Price (RRP): $2,799
Reviewer: Thomas Bartlett
Remember when virtually all panel TVs were 42 inches (106 cm), provided merely low resolution, and cost $10,000 or more? Thankfully those days are long passed. Instead, in the AT4220B, Acer offers us an LCD TV of that size for well under $3,000. It delivers a high resolution of 1366 x 768 pixels, and even includes a HDMI input for the best picture quality available from DVDs and high definition set-top boxes.
The TV comes equipped with an analog TV tuner and built-in speakers, which are located underneath the screen, so that the TV is not much wider than the viewable area of the LCD screen.
Acer says that the display has a contrast ratio of 1200:1. There are plenty of inputs, including three for component video, except for HDMI, of which there is only one. None of the inputs are accessible from the sides or front, nor is there a headphone output.
The TV’s autoscan function worked effectively, correctly tuning all the local analog TV stations within a few minutes. Each could be named, with Acer adopting SMS-type keypad text entry, so it was a lot faster than most systems that require you to scroll through an average of half an alphabet for each letter. The stations could also be sorted into any preferred order.
Acer has a special ‘Empowering Technology’ key on the remote control, which sounds like more than it is. This is just a key that can be assigned to either cycle through the various picture presets, or switch to a favourite channel listing.
Now you wouldn’t expect much in the way of performance from a 106 cm LCD TV that sells for a price-busting $2,799. But you would be wrong.
The only real significant weakness in performance was the analog TV tuner, which did not produce a very good picture at all. So buy yourself a digital TV tuner instead.
The PIP mode looked impressive, but it locked one of the pictures permanently onto the VGA computer input, so it was largely useless.
But the panel performance was excellent.

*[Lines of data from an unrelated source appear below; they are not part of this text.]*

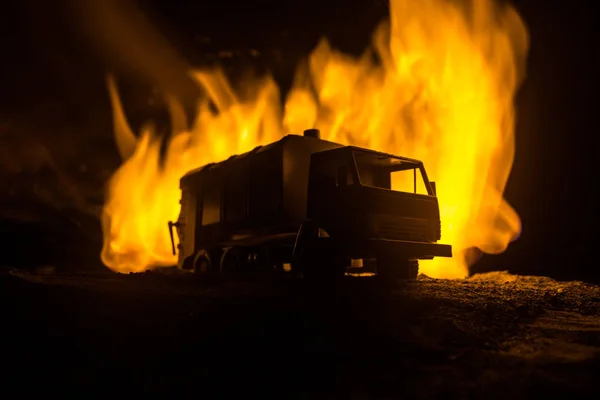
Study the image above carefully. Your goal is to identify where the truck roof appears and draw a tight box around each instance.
[182,134,423,178]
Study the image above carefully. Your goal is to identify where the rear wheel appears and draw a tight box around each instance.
[377,256,419,281]
[192,249,220,274]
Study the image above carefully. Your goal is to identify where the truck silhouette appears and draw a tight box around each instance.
[169,129,452,279]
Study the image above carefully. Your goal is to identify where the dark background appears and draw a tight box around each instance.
[0,0,600,282]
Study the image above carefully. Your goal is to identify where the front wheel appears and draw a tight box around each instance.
[377,256,419,281]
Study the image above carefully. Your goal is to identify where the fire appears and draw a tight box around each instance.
[102,0,528,278]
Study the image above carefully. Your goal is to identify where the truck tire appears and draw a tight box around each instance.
[377,256,419,281]
[220,247,248,275]
[192,250,220,274]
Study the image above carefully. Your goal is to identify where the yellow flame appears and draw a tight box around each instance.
[102,0,528,278]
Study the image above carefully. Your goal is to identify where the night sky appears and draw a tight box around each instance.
[0,0,600,281]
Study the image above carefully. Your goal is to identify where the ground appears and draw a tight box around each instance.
[0,267,600,398]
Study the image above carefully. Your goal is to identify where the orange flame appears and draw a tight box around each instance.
[102,0,528,278]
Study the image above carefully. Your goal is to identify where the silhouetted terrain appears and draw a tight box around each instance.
[0,269,600,399]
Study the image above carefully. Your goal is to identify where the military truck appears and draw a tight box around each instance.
[169,129,452,279]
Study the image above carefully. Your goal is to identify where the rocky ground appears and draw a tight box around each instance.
[0,268,600,398]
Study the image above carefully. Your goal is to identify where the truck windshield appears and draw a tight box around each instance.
[354,151,428,195]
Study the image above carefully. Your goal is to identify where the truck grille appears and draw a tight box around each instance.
[377,217,431,241]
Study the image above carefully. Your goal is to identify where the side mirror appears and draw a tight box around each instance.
[338,165,348,187]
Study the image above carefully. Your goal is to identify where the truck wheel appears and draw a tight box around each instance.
[220,247,248,274]
[377,257,419,281]
[192,250,219,274]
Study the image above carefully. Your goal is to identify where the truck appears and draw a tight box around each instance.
[169,129,452,280]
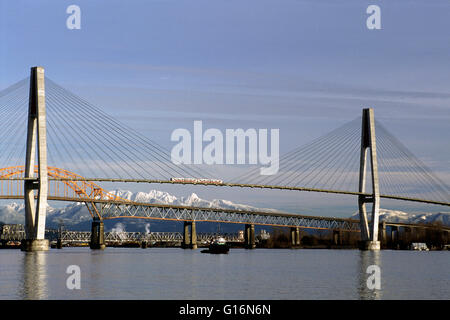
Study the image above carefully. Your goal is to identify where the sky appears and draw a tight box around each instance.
[0,0,450,216]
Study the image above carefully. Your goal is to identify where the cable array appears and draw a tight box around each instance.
[0,78,450,202]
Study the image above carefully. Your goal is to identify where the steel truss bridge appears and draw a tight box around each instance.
[0,229,244,244]
[0,67,450,249]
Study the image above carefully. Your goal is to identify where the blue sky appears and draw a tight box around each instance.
[0,0,450,215]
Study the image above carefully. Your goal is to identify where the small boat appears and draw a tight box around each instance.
[202,237,230,254]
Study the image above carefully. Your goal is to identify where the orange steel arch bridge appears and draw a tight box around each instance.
[0,166,359,231]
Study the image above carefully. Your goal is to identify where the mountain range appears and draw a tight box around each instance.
[0,190,450,232]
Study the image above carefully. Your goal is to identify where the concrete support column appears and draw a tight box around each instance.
[295,227,301,246]
[89,219,106,250]
[190,221,197,249]
[181,221,190,249]
[333,230,342,245]
[289,228,295,247]
[290,227,300,247]
[22,67,49,251]
[181,221,197,249]
[358,108,380,250]
[391,226,399,248]
[380,221,387,246]
[244,224,256,249]
[403,227,412,245]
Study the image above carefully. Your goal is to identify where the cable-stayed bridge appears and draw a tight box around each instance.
[0,67,450,249]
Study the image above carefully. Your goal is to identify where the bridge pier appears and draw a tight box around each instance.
[181,221,197,249]
[358,108,380,250]
[89,218,106,250]
[21,67,49,251]
[244,224,256,249]
[290,227,300,248]
[333,230,342,246]
[380,221,387,247]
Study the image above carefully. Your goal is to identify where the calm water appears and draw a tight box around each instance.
[0,248,450,300]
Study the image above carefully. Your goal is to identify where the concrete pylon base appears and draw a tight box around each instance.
[89,243,106,250]
[360,241,381,250]
[20,239,49,252]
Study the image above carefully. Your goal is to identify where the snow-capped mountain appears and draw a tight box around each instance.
[0,190,277,226]
[351,208,450,226]
[0,190,450,229]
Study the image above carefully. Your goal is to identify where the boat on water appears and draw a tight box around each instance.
[202,237,230,254]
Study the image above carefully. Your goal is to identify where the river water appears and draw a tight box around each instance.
[0,248,450,300]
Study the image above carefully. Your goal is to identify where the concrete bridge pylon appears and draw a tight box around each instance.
[358,108,380,250]
[22,67,49,251]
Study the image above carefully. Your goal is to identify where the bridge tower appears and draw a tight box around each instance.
[22,67,49,251]
[358,108,380,250]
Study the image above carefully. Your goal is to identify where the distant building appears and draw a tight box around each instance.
[258,229,270,240]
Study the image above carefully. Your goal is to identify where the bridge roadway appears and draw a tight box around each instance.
[5,177,450,207]
[0,226,244,243]
[0,195,360,232]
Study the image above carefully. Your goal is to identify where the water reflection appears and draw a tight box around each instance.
[19,251,48,300]
[358,250,383,300]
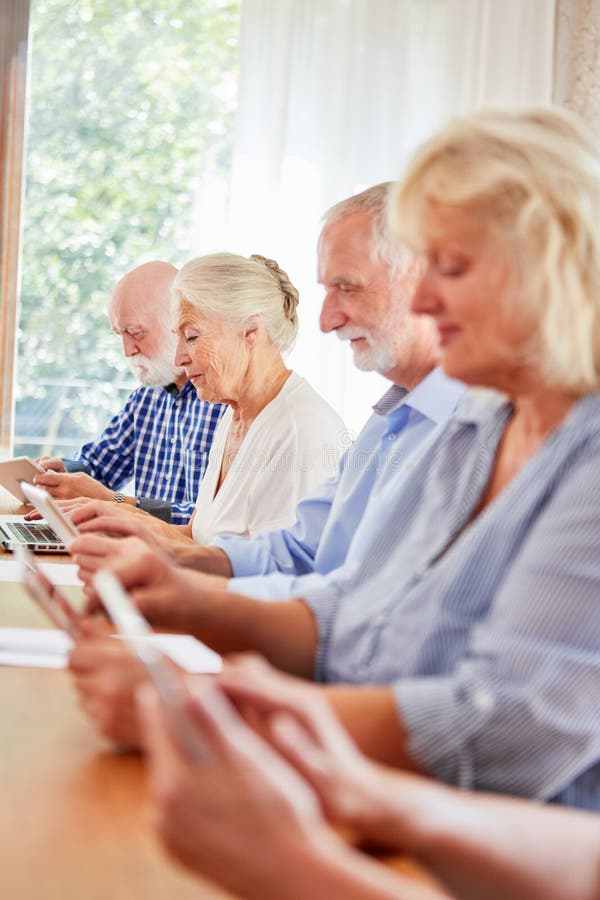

The blacks on offer weren’t quite as deep as those from the high-end Japanese makers (which cost more than twice as much), but they were even and controlled. Better, the colour did not glare out, but was disarmingly natural.
When Acer claims a 176 degree viewing angle, it ain’t kidding. Even at the most extreme angles the colour balance and contrast remained unaltered. This is among the best I have seen on this front.
What was particularly surprising was the video processing, which is responsible for scaling the picture and, when appropriate, removing interlacing. The scaling was fine, and the de-interlacing top notch. It dealt better with some of my difficult test signals than the HQV (Hollywood Quality Video) processing built into some high-end equipment.
Acer has come up with a real winner with this LCD TV. Couple it with a good high definition set-top box, and you’ll have an excellent large TV at a great price.